Finalmente gli ultimi cachi sono maturati e finalmente sono riuscita a testare questi frutti un pò particolari!
Avevo affrontato i cachi un mesetto fa, ma da pivella in materia avevo commesso degli errori che li hanno portati direttamente nel bidone dell’organico! Gli errori sono stati essenzialmente 2: frullarli nel mixer che li ha resi super liquidi e poi (con l’intenzione di asciugarne i liquidi in eccesso) cuocerli con dello zucchero per farne una marmellatina! Ho ottenuto da una parte una massa super gelatinosa separata dall’acqua che speravo di riuscire a eliminare…il tutto è risultato irrecuperabile!

L’idea della combinazione dei cachi con gli amaretti e il Cointreau è nata dal modo in cui mio papà ha provato questo frutto una volta…e il palato ha apprezzato!
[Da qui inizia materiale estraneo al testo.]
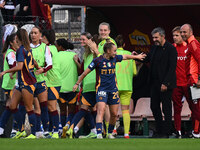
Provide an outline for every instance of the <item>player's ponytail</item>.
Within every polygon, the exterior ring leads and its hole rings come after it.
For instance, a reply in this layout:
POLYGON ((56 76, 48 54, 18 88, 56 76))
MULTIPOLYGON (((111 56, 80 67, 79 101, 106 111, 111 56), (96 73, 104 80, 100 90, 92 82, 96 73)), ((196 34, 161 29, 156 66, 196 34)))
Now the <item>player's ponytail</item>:
POLYGON ((106 43, 103 47, 104 52, 107 53, 108 49, 111 49, 113 46, 115 46, 115 44, 113 44, 112 42, 106 43))
POLYGON ((123 47, 124 45, 124 39, 123 36, 120 34, 115 38, 115 42, 117 44, 117 47, 123 47))
POLYGON ((7 36, 6 41, 4 42, 4 45, 3 45, 2 53, 5 53, 7 49, 9 48, 9 46, 11 46, 10 42, 13 43, 13 41, 15 40, 15 36, 16 36, 16 33, 13 33, 7 36))
POLYGON ((25 29, 19 29, 16 34, 24 48, 29 51, 31 48, 27 31, 25 29))

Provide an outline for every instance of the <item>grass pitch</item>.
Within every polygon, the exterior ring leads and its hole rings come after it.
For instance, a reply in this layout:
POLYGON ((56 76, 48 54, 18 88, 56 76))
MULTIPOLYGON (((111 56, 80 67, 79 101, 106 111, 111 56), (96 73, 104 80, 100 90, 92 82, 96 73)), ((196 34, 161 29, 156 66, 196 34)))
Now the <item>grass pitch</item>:
POLYGON ((199 150, 200 139, 0 139, 0 150, 199 150))

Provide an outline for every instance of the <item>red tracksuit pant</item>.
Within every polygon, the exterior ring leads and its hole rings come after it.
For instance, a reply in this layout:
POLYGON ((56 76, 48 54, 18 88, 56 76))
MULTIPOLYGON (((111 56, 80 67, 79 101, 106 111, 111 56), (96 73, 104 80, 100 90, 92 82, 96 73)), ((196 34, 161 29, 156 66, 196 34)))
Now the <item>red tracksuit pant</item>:
POLYGON ((183 96, 186 97, 189 108, 192 112, 193 130, 197 132, 199 130, 200 121, 200 102, 198 100, 196 104, 193 103, 188 86, 177 86, 177 88, 175 88, 172 93, 175 129, 176 131, 181 131, 181 111, 183 107, 183 96))

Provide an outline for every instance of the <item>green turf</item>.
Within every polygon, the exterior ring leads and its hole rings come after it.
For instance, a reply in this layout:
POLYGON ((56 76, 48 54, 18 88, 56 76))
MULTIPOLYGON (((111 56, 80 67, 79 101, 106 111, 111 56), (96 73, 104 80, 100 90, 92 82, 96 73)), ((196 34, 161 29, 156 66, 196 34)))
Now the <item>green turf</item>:
POLYGON ((0 150, 200 150, 200 139, 0 139, 0 150))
La frolla non è molto dietetica si sa e i cachi sono super zuccherini, ma diciamo che in questo caso l’intenzione era quella di svuotare la dispensa!

CROSTATA AI CACHI

250 gr farina
100 gr zucchero
125 burro
1 uovo

6/7 cachi (ben maturi, all’assaggio non devono allappare la bocca)
2 manciate di amaretti
2 cucchiai di zucchero di canna
1 tappo di Cointreau (ho usato proprio quello della bottiglia)

Preparare la frolla in un mixer: sabbiare la farina e lo zucchero con il burro, poi aggiungere l’uovo e quando l’impasto forma una palla spegnere il mixer, avvolgere in una pellicola e lasciare riposare in frigorifero per un’oretta.
Togliere la frolla dal frigorifero, imburrare e infarinare una teglia da crostata e stendere poco più dei 2/3 della frolla in un cerchio e foderare la teglia. Sbriciolare gli amaretti e disporli sulla base della frolla.
Preriscaldare il forno a 180°.
Prendere i cachi, togliere il picciolo spelarli e tagliarli grossolanamente con il coltello. In una ciotola mescolarli con lo zucchero e il Cointreau. Versare nel guscio di frolla e poi con la frolla rimasta fare le strisce per creare la classica griglia della crostata.
Infornare per circa 30-40 minuti fino a che la frolla sia ben dorata. Prima di servire lasciar raffreddare.